For a democratic society, we need “free thinking individuals” who are willing to have open inquiry into all matters of knowledge, while also ensuring enough people learn the analytical skills (STEM) that is required to sustain modern society.

This sounds like a good starting point.I think a big part of this selection by students (in most cases, by parents in practice) is based on potential for a good paying job. I think the state will have to continue playing a major role in education to make sure this remains accessible to a large part of our society. If we simply let this be an option to make profits, we will lose out on human resources.

I don’t think we are in a position to fully go into a self-driven education system. This will reinforce the existing privileges as a lot of this curiosity depends on your parents and things available to you. So a large number of people will easily lose out.

I think the state will have to continue funding the infrastructure and increase its spending to raise the quality of our schools and teachers. Teachers should be paid more to incentivise smart people to choose teaching.
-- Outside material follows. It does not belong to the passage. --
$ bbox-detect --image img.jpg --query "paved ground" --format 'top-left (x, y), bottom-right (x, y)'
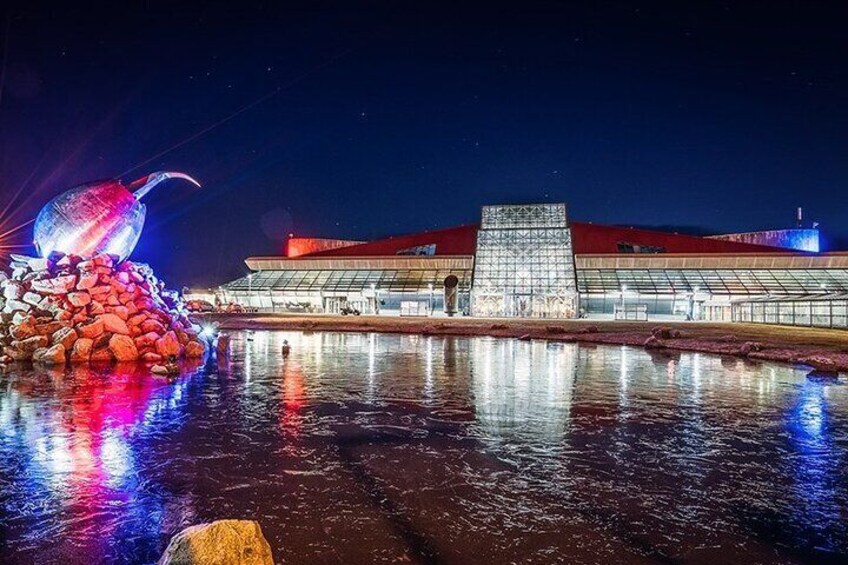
top-left (195, 314), bottom-right (848, 371)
I think in most cases, teaching is the last option when they can’t get an engineering or medicine job. Very few people actually choose teaching as their interest.

So a concrete policy would be, spend more on education and increase the quality (the money to fund this could be found from reducing the defence spending - though that will need us to end conflicts with our neighbours, which is going to be challenging). If we have peaceful boarders, we should be able to move defence spending elsewhere like education (and healthcare too).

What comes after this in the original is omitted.